Radio Free Europe: Comment le Kosovo peut-il fournir le vaccin lorsqu'il est utilisé?

Skender Syla: Pas de conditions. Depuis le début de la pandémie, l'OMS fait pression pour que les vaccins soient accessibles dans tous les pays du monde en dépit des conditions matérielles et d'autres ressources. Ainsi, au niveau mondial, il existe une plate-forme appelée Kolaks, qui est assistée par des États riches afin d'aider les pays qui disposent de ressources plus limitées et dans cette direction, le Kosovo ne sera pas à la traîne, comme cela a été le cas pendant la pandémie de grippe H1N1 lorsque des vaccins ont été fournis à la population du Kosovo à l'époque.

Même cette fois, il sera disponible pour les pays de la région, comme le Kosovo, parce que l'approche de O Le truc, c'est que personne ne devrait être laissé derrière. Bien entendu, le vaccin est pris en plusieurs étapes, d'abord un pourcentage plus faible pour vacciner les catégories prioritaires, comme les professionnels de la santé, puis d'autres catégories en fonction de la disponibilité. Mais je suis convaincu que lorsque des vaccins seront disponibles pour le reste du monde, le Kosovo ne sera pas à la traîne.

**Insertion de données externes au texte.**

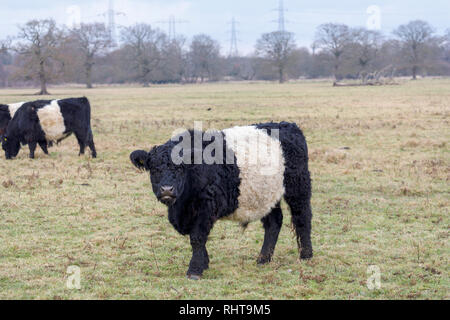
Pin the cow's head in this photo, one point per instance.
(11, 146)
(168, 179)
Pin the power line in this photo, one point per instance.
(281, 20)
(111, 14)
(233, 43)
(172, 22)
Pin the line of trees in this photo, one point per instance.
(44, 53)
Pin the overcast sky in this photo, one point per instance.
(213, 17)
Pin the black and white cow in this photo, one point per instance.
(7, 112)
(259, 168)
(46, 121)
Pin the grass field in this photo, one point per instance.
(380, 164)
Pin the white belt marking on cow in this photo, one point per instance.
(261, 164)
(52, 121)
(13, 107)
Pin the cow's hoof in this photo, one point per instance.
(306, 254)
(263, 260)
(193, 277)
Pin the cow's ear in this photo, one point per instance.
(139, 159)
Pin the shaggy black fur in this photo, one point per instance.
(25, 128)
(5, 118)
(297, 181)
(197, 195)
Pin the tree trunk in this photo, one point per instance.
(414, 70)
(89, 77)
(42, 80)
(281, 75)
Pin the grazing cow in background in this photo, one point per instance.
(243, 187)
(7, 112)
(46, 121)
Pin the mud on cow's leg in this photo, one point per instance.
(272, 225)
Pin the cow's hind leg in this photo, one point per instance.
(43, 145)
(301, 220)
(298, 197)
(82, 142)
(91, 144)
(272, 225)
(32, 146)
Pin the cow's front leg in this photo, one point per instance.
(200, 259)
(43, 145)
(32, 146)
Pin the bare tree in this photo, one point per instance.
(92, 39)
(40, 40)
(172, 67)
(415, 36)
(334, 39)
(144, 45)
(204, 57)
(366, 45)
(277, 47)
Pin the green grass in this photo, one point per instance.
(383, 200)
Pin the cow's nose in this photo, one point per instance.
(167, 191)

Radio Free Europe: En fin de compte, quelles sont vos recommandations pour une meilleure gestion des institutions sanitaires du Kosovo?

Skender Syla : Alors que nous approchons progressivement de la saison d'automne et d'hiver et qu'il y aura d'autres virus de la grippe en circulation, une étape importante est que le Kosovo vaccine autant de personnes que possible contre la grippe saisonnière.

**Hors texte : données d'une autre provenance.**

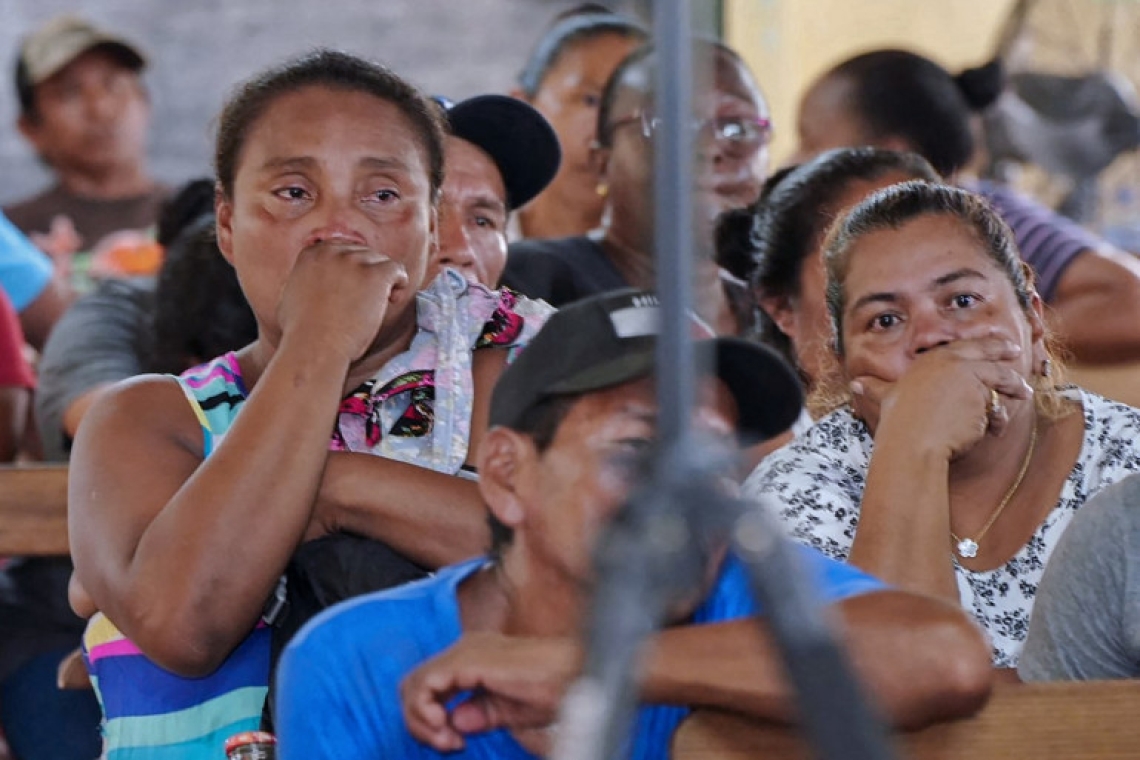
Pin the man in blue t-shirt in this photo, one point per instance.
(475, 659)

De plus, une augmentation importante des tests, de l'isolement et de la quarantaine rigoureuse des cas, la mise en oeuvre d'autres mesures de prévention comme le maintien de la distance, le nettoyage des mains et le port d'un masque.

Le masque n'est pas un décor, à placer sur la barbe ou le coude. Il doit être utilisé comme prédit par les instructions données à travers de nombreuses vidéos. Toutefois, il ne suffit pas de n'appliquer qu'une seule mesure; tout cela doit être appliqué - et à juste titre - pour réussir. /Européen.